Fuel flowing through a fuel injector typically exits at a nozzle end of the fuel injector. The nozzle end is believed to have a disk with at least one orifice to control, in part, the spray pattern and the direction of the fuel exiting the fuel injector.
The orifice used in fuel injectors is believed to be formed by drilling through a workpiece that can be of a suitable cross section. The work piece is believed to be further machined so that the work piece can be assembled with the nozzle end of a fuel injector.
At least two laser-machining techniques are believed to be used for machining orifices. One is percussion drilling, and the other is trepanning or helical drilling. Percussion drilling is believed to be less than desirable due to a variation in beam profile and targeting or the random nature of metal heating and expulsion that most likely result in a non-cylindrical or non-circular orifice. Trepanning, on the other hand, is believed to be more precise as a center hole is believed to be initially formed before the formation of the orifice and is believed to create less debris during machining. Helical drilling is similar to trepanning but without the initial formation of a center hole.
Regardless of the techniques, a single laser is typically used to machine a single work piece at a time in such laser system. In order to maximize the use of the laser system, it would be desirable to increase the ability to form more than one orifice at a time on a single work piece or to form orifices on more than one work piece at a time. It would also be desirable to increase the number of consistent quality orifices produced by a single laser machining system.
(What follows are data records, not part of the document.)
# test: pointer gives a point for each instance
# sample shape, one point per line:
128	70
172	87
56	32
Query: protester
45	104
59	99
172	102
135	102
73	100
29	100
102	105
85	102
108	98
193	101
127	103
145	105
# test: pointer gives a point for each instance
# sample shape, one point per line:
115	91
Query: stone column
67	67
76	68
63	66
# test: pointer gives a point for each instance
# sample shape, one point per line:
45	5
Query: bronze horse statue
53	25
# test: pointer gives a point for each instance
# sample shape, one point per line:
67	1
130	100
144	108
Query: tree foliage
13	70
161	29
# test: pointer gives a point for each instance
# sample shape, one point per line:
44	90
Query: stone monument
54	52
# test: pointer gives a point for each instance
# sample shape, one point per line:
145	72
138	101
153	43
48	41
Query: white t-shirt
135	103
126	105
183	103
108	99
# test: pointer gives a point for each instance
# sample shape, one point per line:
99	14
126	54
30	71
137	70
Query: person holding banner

The present invention provides for at least one method of generating multiple focus spots on a work piece by a single laser light source in a laser system. The laser light source has a laser beam extending along a beam axis that intersects with a work piece. The work piece has a first surface spaced from a second surface at between 50 to 600 microns. In one preferred embodiment of the invention, the method can be achieved, in part, by directing a first perimeter of the laser beam to a first position on at least one of the surfaces of the work piece at a first power density sufficient to machine materials on the work piece between the first and second surfaces; and redirecting a portion of the laser beam within the first perimeter that forms a second perimeter to a second position on the at least one surface of the work piece at a second power density sufficient to machine materials on the work piece between the first and second surfaces.